Department of Language Science, University of California, Irvine, CA 92617.
Proc Natl Acad Sci U S A. 2023 Sep 26;120(39):e2220593120. doi: 10.1073/pnas.2220593120. Epub 2023 Sep 19.
I apply a recently emerging perspective on the complexity of action selection, the rate-distortion theory of control, to provide a computational-level model of errors and difficulties in human language production, which is grounded in information theory and control theory.
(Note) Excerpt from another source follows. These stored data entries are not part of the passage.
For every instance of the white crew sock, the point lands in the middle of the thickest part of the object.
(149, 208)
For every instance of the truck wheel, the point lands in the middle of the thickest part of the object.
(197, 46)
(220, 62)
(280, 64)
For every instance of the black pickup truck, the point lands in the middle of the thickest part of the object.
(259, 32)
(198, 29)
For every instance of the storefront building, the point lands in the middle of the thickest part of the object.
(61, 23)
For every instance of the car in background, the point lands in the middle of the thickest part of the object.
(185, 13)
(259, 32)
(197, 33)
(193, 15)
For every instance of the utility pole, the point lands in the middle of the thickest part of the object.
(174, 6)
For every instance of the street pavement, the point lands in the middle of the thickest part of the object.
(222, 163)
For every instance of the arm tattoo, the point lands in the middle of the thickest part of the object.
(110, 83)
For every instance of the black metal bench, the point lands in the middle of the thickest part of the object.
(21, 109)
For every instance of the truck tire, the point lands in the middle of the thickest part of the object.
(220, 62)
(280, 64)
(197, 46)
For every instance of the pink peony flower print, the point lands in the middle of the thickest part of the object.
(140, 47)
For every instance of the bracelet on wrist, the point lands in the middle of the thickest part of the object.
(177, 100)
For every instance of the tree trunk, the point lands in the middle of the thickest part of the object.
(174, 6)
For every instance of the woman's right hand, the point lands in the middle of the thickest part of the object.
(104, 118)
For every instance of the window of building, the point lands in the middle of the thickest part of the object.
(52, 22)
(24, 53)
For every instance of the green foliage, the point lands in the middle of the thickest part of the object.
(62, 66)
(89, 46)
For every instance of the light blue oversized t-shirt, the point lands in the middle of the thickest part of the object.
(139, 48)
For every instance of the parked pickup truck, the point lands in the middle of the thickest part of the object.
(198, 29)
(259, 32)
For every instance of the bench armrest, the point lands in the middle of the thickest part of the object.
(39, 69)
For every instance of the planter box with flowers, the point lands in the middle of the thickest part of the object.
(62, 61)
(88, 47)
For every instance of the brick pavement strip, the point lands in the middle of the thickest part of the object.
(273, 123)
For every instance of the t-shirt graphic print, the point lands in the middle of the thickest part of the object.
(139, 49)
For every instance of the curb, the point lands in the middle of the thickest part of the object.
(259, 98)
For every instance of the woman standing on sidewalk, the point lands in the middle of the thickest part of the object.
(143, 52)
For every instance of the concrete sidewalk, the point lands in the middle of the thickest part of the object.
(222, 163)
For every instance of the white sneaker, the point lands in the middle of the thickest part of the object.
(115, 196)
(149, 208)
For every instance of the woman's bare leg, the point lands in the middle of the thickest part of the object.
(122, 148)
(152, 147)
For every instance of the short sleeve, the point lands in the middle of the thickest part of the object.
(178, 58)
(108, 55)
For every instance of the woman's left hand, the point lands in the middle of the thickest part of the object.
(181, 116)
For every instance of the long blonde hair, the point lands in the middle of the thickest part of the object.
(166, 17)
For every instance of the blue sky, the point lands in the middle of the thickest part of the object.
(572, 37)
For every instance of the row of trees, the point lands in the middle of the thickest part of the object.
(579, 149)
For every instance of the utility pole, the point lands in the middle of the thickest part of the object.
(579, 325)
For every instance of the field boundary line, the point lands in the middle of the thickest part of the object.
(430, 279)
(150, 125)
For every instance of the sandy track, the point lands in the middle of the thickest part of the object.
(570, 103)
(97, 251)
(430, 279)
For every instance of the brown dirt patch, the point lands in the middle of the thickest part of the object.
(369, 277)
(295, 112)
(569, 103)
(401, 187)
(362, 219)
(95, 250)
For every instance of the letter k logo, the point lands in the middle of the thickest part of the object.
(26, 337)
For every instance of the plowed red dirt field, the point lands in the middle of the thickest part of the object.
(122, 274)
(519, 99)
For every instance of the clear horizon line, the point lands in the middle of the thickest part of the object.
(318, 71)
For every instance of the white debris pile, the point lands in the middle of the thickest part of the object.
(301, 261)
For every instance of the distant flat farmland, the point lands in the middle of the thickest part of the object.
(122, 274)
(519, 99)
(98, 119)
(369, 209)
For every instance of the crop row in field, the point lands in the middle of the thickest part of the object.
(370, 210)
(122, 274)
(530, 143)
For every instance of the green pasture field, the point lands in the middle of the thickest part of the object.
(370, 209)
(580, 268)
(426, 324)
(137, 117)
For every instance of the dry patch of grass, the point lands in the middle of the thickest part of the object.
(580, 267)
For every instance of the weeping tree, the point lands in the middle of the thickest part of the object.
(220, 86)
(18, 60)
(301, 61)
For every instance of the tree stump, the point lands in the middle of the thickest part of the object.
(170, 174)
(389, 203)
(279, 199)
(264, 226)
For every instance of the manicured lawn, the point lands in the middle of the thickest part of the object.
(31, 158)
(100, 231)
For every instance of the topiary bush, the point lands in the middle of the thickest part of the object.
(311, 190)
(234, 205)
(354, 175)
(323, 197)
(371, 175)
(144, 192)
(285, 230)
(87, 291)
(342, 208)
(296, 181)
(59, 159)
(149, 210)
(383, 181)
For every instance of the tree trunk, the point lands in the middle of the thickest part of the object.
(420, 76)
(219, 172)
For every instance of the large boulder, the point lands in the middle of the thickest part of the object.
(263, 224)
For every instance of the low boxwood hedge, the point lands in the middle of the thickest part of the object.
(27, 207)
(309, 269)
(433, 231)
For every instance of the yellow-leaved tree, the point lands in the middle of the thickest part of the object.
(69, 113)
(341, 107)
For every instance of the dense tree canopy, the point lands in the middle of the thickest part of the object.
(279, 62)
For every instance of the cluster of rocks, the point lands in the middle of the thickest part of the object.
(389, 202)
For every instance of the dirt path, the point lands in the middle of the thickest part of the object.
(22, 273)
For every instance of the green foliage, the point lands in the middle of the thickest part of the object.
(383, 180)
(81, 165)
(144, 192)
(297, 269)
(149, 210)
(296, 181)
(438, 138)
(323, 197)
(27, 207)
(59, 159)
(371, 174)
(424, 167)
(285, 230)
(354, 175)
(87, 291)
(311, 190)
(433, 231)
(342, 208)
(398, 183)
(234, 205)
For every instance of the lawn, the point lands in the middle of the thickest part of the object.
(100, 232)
Language production is cast as the sequential selection of actions to achieve a communicative goal subject to a capacity constraint on cognitive control. In a series of calculations, simulations, corpus analyses, and comparisons to experimental data, I show that the model directly predicts some of the major known qualitative and quantitative phenomena in language production, including semantic interference and predictability effects in word choice; accessibility-based ("easy-first") production preferences in word order alternations; and the existence and distribution of disfluencies including filled pauses, corrections, and false starts. I connect the rate-distortion view to existing models of human language production, to probabilistic models of semantics and pragmatics, and to proposals for controlled language generation in the machine learning and reinforcement learning literature.
我应用了一种新兴的关于动作选择复杂性的观点,即控制的率失真理论,为人类语言产生中的错误和困难提供了一个基于信息论和控制论的计算水平模型。语言产生被视为在认知控制的容量约束下,为实现交际目标而进行的动作序列选择。在一系列的计算、模拟、语料库分析以及与实验数据的比较中,我表明该模型直接预测了语言产生中的一些主要的已知定性和定量现象,包括选词中的语义干扰和可预测性效应;语序交替中基于可及性的(“先易后难”)生成偏好;以及不流畅性的存在和分布,包括填充停顿、纠正和错误开始。我将率失真观点与现有的人类语言产生模型、语义和语用的概率模型以及机器学习和强化学习文献中关于受控语言生成的建议联系起来。